Запомнился ему чубатый, один из «духов», расписанный и разрисованный, как беседка в городском саду, он сидел в окружении своих приятелей из третьей котельной на солнышке у кормовой трубы и негромко пел, подыгрывая себе на мандолине:
Среди поля ржаного родился
От рабыни тиранов-господ.
Много, много для сердца младого
Уготовано было невзгод.
Игорь Иванович обратил внимание на продолговатое умное лицо кочегара, рослую фигуру и неплохой слух, и облик его как-то не вязался с сиротски-обличительными словами популярной песни.
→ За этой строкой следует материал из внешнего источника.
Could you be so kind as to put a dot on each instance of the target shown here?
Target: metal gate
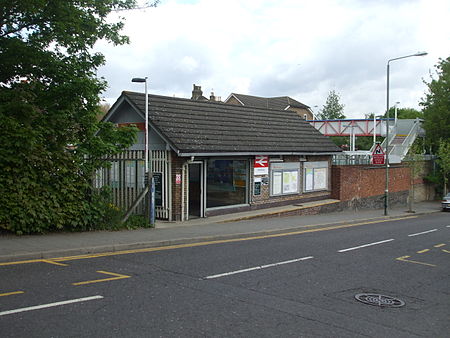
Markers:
(125, 177)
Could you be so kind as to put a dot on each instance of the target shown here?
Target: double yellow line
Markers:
(57, 260)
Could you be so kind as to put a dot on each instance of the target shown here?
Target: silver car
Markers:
(446, 202)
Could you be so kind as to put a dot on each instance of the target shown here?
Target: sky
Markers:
(297, 48)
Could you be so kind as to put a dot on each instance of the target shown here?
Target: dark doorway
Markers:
(195, 190)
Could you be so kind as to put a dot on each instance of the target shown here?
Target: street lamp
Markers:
(386, 191)
(150, 178)
(144, 80)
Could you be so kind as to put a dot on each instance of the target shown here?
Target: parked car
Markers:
(446, 202)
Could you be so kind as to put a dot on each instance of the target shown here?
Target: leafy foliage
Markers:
(51, 142)
(333, 109)
(436, 105)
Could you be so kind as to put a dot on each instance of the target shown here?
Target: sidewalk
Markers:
(13, 248)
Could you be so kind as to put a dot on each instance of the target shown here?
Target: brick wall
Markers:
(362, 181)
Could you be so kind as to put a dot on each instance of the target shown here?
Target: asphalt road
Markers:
(292, 284)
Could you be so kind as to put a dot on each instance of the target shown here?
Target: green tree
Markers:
(333, 109)
(436, 105)
(51, 141)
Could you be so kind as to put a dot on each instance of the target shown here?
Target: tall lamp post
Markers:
(144, 80)
(386, 191)
(146, 151)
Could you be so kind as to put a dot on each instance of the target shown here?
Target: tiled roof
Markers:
(279, 103)
(197, 127)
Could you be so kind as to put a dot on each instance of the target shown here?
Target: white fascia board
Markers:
(181, 154)
(232, 95)
(136, 109)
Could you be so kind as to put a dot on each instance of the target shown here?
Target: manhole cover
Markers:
(379, 300)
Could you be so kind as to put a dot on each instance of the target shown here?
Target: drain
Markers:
(379, 300)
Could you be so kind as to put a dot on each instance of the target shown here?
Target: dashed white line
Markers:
(258, 267)
(422, 233)
(43, 306)
(366, 245)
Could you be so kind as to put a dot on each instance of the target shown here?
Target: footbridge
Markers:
(402, 133)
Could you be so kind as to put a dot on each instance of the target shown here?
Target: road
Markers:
(301, 283)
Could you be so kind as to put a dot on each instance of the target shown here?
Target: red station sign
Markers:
(378, 155)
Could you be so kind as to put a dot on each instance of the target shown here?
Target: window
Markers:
(226, 183)
(315, 176)
(285, 178)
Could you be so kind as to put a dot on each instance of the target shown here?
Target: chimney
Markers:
(196, 92)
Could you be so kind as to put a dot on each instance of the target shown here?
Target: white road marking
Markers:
(422, 233)
(366, 245)
(258, 267)
(43, 306)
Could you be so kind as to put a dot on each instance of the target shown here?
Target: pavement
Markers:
(244, 224)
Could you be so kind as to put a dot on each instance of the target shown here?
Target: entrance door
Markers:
(195, 190)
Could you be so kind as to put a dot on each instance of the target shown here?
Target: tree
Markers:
(51, 142)
(436, 105)
(333, 109)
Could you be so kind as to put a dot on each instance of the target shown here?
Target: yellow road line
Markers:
(117, 276)
(191, 245)
(403, 259)
(52, 262)
(424, 250)
(11, 293)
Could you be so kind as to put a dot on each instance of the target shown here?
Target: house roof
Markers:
(278, 103)
(203, 128)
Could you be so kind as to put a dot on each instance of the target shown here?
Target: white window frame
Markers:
(281, 170)
(316, 174)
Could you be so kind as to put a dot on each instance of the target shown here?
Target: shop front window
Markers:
(226, 183)
(316, 176)
(285, 178)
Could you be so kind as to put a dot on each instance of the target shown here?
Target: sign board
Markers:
(157, 177)
(378, 155)
(261, 165)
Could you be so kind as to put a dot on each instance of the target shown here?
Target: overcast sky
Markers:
(297, 48)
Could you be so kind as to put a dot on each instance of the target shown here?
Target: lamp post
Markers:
(386, 191)
(144, 80)
(146, 151)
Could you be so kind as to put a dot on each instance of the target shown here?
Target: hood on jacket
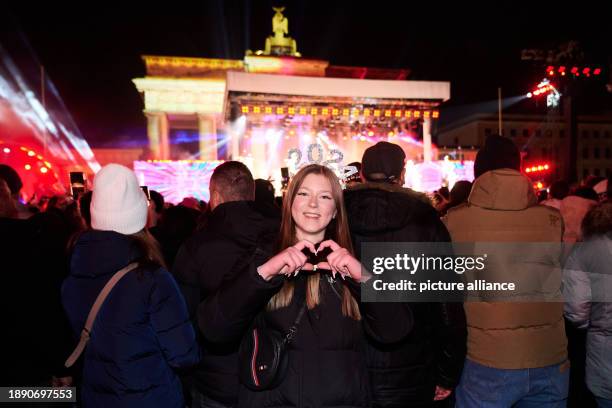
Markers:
(377, 207)
(503, 189)
(245, 222)
(99, 253)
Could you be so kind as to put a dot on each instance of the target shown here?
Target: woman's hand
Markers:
(287, 262)
(441, 393)
(340, 261)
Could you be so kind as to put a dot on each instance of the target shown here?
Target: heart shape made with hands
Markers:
(319, 258)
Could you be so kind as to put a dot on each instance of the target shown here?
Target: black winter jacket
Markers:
(327, 357)
(204, 263)
(406, 373)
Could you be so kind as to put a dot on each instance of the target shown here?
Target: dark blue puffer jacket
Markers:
(142, 332)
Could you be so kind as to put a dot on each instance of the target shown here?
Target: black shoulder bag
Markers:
(263, 355)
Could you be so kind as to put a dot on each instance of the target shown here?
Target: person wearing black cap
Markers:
(425, 366)
(517, 351)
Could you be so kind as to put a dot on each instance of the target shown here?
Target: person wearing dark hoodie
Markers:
(320, 297)
(425, 366)
(142, 335)
(234, 228)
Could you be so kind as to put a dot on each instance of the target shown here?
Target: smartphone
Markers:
(146, 191)
(77, 183)
(284, 177)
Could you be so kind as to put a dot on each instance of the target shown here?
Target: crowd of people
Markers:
(208, 277)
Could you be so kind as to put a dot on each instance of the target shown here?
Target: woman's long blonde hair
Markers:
(337, 230)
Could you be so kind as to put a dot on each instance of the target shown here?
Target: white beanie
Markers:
(118, 203)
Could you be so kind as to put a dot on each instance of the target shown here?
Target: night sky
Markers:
(91, 54)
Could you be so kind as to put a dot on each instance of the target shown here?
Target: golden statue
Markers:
(280, 43)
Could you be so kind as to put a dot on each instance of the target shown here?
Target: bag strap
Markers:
(91, 317)
(293, 329)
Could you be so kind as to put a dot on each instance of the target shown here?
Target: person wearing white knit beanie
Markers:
(142, 330)
(118, 203)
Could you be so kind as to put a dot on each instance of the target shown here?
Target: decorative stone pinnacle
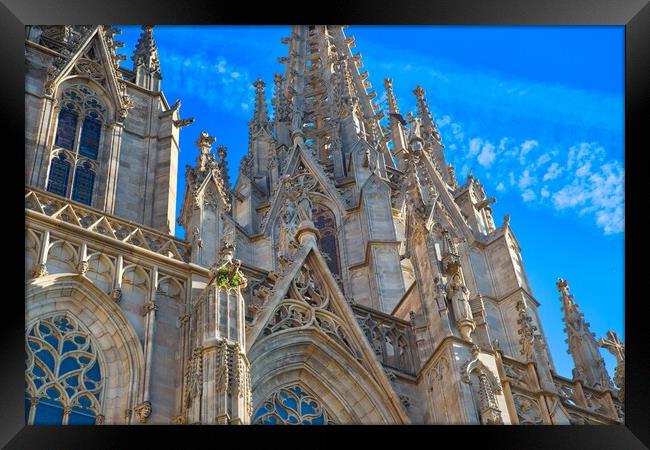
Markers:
(146, 52)
(392, 101)
(221, 152)
(563, 287)
(226, 252)
(260, 115)
(204, 142)
(259, 85)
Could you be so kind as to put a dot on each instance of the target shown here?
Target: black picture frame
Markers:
(633, 14)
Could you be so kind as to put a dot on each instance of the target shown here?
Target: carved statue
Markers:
(459, 295)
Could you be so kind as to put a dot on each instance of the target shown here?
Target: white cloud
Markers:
(526, 147)
(545, 192)
(446, 120)
(543, 159)
(487, 156)
(528, 195)
(474, 146)
(602, 194)
(553, 171)
(526, 180)
(218, 83)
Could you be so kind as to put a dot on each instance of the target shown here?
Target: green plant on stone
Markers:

Наблюдение Игоря Ивановича, хотя и мимолетное, было верным, но откуда ему было знать, что певец родился действительно не среди поля ржаного, а в нормальной семье железнодорожника и тонкий слух унаследовал от матери, женщины неграмотной, но помнившей множество песен и попевок. Зато Игорь Иванович знал твердо, что квадратный метр колосников в котлах системы Ярроу, установленных на линкоре, съедает в час двести килограммов угля, и поэтому смотрел на кочегаров всегда с сочувствием.
Словно подслушав мысли Игоря Ивановича о сиротской песне, чубатый оборвал ее на полуслове и заиграл что-то пронзительно нежное, видимо импровизируя на ходу.
Синицей, случайно влетевшей в заводской эллинг, метался над палубой среди громоздящихся в небо надстроек, среди сшитых ребрами наружу огромных дымовых труб и орудийных башен тоненький, вибрирующий звук мандолины.
Кочегар, с важностью поджав губы, то поводил головой, не замечая никого рядом, то пригибал ухо, словно ему не было слышно струн, доверчиво и обнаженно звеневших под его изъеденной углем клешней. И тоненький, беззащитный звук наполнял сердце жалостью к самому себе, тоской по женщине и ребенку, по лесу, по полю, по земле, где подобает человеку жить, а не ютиться заточенным в душной железной утробе плавучей крепости.
1 марта на Якорной площади, переименованной к тому времени в площадь Революции, Игорь Иванович и этот, из третьей котельной, оказались рядом.
1 марта стал самым шумным днем в истории Кронштадта. На площадь перед собором шли толпами и в одиночку рабочие пароходного завода, электростанции и мастерских, женщины шли и подростки, собралось чуть не десять тысяч человек, половина города и гарнизона.
В отличие от большинства частей и экипажей команды «Петропавловска» и «Севастополя» вышли на митинг организованно, строем, с музыкой, правда, без флагов. Толпившаяся у трибуны разномастная публика уступила место четким колоннам моряков с линкоров. Именно эта четкость и верно занятая позиция и помогли повернуть митинг в задуманном направлении.